Goytisolo demandait à Samrakandi : « Tu sais Habib, combien d’années il faut pour former sur le tas un conteur ? » Samrakandi proposa une dizaine d’années. Goytisolo le corrigea : « Trente ans. » Il se trompait, Habib, ce sont des siècles qu’il faut, voire un millénaire. On ne s’improvise pas conteur de Jamaâ el-Fna sans être porté par son histoire et par les alluvions dont elle nourrit le conte et la légende. Les touristes aussi, qui ne comprennent ni l’arabe ni l’amazigh et encore moins la riche gamme de leurs croisements, devinant le mime derrière le conteur, reconstituent son conte à ses gestes, ses grimaces, ses ricanements, ses simulations, ses avertissements, ses invectives et les rires de l’assistance.

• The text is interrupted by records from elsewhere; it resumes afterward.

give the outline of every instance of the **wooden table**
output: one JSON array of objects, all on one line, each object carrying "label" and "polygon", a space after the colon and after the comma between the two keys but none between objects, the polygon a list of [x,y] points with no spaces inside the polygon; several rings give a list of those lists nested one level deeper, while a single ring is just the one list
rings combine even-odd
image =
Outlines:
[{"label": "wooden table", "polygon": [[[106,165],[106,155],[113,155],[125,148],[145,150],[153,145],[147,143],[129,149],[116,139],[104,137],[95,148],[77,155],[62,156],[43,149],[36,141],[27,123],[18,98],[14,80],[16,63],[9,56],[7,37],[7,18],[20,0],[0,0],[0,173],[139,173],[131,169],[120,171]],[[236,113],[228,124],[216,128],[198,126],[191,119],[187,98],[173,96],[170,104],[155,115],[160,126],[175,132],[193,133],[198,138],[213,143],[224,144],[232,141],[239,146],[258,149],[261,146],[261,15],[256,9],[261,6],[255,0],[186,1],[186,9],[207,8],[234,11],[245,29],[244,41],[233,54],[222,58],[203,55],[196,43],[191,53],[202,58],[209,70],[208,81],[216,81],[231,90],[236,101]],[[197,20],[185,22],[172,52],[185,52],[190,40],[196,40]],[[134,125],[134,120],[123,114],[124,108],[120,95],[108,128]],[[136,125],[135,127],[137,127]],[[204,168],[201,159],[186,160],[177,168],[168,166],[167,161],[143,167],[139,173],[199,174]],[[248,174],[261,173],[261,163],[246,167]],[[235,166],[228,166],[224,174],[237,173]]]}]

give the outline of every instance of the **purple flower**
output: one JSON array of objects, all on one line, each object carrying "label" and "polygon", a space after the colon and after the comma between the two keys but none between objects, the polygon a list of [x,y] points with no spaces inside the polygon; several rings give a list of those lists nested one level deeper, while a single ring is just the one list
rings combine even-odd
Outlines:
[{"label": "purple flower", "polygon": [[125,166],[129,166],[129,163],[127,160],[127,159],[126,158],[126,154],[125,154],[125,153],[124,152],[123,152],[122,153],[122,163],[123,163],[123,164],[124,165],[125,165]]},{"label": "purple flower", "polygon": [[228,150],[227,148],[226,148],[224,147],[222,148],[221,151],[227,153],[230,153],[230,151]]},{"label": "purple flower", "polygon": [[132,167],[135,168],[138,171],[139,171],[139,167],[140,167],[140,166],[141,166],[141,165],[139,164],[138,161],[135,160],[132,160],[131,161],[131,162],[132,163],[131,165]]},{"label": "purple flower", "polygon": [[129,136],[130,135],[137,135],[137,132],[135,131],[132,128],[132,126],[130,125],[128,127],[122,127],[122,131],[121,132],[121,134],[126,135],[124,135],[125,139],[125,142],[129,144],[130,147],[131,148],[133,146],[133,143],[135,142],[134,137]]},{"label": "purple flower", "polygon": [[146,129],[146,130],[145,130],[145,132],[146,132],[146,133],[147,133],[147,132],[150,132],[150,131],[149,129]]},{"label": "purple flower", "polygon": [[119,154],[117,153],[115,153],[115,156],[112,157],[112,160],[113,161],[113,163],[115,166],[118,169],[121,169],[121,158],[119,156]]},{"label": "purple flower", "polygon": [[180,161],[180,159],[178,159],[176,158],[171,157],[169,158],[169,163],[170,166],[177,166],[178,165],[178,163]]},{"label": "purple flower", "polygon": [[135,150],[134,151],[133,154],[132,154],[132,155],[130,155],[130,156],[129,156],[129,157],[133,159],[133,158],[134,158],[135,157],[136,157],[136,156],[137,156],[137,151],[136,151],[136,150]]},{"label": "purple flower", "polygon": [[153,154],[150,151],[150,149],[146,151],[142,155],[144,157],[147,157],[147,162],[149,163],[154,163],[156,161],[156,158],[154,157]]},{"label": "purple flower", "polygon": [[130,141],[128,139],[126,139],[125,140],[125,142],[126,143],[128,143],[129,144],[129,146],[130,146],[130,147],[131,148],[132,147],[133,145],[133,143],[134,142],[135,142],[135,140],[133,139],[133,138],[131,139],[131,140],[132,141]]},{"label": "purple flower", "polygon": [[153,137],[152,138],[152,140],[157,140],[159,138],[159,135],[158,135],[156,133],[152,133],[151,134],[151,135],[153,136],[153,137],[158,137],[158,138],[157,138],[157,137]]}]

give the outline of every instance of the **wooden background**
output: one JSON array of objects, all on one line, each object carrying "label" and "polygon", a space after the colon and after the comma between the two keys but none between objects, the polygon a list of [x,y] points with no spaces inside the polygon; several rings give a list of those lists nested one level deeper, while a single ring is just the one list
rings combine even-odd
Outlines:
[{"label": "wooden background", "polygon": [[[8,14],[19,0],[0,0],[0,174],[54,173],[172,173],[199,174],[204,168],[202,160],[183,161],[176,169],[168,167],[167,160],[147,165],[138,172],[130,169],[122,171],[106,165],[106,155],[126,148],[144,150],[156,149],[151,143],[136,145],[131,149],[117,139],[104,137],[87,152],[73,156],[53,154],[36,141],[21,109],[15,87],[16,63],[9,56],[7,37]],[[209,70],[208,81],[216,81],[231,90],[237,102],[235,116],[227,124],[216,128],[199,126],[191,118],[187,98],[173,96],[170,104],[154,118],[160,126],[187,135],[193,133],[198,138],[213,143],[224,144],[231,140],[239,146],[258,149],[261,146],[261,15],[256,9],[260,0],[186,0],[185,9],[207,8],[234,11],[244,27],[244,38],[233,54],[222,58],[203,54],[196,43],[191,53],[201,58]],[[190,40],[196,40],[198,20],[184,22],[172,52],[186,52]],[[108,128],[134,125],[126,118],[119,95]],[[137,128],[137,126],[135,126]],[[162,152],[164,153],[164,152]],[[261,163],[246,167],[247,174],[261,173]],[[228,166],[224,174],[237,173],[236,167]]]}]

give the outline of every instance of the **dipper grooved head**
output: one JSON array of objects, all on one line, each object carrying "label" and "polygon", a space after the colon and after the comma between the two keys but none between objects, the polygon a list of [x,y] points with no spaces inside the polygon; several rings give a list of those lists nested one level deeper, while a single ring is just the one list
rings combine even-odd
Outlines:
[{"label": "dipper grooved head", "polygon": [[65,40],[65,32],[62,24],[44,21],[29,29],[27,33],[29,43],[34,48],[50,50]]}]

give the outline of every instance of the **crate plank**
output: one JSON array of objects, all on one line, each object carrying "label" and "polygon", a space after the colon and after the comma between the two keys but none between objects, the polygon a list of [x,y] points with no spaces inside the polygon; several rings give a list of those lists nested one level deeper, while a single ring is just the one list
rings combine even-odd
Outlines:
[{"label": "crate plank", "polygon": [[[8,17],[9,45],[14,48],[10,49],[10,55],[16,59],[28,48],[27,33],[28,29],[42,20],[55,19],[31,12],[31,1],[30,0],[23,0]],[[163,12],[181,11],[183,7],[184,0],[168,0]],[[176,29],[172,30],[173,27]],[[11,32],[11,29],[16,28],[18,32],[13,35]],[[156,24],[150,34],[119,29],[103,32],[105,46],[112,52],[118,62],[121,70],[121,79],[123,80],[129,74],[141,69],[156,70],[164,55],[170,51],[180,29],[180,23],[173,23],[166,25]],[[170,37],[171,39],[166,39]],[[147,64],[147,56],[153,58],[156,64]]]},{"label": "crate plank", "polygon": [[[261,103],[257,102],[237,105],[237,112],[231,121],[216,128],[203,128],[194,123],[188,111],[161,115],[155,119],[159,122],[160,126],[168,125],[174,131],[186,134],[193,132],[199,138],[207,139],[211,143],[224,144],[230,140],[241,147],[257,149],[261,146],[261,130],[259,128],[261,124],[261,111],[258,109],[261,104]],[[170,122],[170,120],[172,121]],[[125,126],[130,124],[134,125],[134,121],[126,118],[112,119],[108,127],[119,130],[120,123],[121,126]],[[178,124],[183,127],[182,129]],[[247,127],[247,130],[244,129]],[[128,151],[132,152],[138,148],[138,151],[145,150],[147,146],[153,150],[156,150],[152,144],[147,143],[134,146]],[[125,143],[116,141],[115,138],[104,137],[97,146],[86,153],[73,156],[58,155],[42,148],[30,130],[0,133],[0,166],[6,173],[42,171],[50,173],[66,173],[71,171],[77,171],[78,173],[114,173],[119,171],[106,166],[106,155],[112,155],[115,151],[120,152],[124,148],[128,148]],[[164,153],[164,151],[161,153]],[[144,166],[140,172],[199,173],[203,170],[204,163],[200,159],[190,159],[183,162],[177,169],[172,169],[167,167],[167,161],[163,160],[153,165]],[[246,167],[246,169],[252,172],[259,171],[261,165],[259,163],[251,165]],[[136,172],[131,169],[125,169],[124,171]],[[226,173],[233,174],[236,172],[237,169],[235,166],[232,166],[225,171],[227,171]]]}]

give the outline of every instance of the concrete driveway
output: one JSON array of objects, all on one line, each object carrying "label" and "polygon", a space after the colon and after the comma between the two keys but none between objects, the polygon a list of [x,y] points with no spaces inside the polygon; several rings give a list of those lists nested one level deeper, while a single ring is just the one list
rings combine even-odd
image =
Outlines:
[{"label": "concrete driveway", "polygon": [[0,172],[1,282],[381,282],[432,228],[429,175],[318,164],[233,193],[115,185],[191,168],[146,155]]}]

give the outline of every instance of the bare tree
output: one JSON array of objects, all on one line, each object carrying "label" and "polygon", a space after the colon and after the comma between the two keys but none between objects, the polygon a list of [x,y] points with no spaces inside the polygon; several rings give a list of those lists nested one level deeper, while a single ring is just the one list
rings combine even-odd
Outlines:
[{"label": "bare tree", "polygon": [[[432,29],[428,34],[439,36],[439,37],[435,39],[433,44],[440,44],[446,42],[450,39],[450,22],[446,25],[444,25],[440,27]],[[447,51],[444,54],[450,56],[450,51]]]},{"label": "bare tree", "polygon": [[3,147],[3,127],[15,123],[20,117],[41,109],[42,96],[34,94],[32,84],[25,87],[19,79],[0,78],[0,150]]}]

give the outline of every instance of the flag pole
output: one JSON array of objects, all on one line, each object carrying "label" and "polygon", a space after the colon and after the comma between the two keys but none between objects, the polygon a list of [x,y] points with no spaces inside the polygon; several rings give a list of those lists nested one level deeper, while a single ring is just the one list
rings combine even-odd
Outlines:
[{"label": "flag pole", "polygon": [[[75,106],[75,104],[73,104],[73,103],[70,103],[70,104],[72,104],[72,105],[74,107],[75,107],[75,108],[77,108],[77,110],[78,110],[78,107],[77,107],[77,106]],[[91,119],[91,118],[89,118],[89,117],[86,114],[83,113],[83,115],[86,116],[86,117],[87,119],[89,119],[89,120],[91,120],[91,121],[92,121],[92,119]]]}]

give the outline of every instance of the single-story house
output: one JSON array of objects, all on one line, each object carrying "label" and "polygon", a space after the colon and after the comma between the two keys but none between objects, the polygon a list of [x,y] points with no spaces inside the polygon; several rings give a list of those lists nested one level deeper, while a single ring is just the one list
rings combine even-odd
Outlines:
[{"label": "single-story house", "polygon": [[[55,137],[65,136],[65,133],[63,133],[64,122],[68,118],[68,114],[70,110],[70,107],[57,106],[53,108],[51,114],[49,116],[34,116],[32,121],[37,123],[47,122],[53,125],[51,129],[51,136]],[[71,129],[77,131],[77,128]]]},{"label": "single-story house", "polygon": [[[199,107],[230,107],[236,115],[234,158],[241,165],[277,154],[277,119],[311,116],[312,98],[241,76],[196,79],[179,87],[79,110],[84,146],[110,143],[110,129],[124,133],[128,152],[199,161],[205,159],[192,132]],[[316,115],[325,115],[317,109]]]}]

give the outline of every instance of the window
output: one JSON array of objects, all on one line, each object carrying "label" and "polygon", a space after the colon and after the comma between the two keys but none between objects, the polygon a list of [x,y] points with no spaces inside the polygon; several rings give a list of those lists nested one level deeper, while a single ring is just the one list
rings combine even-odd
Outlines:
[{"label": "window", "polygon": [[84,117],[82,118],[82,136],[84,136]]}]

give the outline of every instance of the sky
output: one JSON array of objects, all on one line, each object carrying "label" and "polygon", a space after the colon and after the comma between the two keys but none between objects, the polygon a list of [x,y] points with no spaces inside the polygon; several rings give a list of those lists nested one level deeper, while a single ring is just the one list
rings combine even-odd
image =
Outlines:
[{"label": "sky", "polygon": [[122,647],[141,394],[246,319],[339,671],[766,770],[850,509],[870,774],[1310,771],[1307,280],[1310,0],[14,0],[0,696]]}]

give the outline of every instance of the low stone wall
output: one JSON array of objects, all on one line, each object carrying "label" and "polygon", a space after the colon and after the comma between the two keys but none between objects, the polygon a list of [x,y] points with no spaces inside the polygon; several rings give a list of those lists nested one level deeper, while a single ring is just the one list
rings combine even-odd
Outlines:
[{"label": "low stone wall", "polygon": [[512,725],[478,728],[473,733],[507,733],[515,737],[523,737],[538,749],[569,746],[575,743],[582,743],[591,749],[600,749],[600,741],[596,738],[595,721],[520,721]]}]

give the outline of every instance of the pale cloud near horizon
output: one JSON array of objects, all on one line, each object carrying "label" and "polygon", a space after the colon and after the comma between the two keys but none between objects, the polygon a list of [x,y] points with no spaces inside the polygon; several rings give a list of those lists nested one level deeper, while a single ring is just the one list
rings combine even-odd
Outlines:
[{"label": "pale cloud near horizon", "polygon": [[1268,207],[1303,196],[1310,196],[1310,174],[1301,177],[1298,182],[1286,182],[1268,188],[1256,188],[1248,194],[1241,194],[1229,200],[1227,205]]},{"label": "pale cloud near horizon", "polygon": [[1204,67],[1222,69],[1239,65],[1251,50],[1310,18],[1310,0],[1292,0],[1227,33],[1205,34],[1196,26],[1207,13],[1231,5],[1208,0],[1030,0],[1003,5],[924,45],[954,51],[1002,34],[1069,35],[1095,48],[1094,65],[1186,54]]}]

Samrakandi ne désespère pas, il quête pour ses conteurs, jour après jour, d’un post à l’autre, publiés sur FB :

« Mon cher ami, bon Ramadan... inutile de te dire combien est difficile d'occuper le poste de mendiant... pour tendre ma main au bénéfice de nos amis, amis des Gnawas et des Conteurs... tu connais la suite. 1 € permet d'assurer l'achat de 10 pains, tu as les coordonnées pour l'envoi de ton aide, amitiés, mon cher ... et que ce cercle formé par des artistes de chez nous te protège du mauvais œil. »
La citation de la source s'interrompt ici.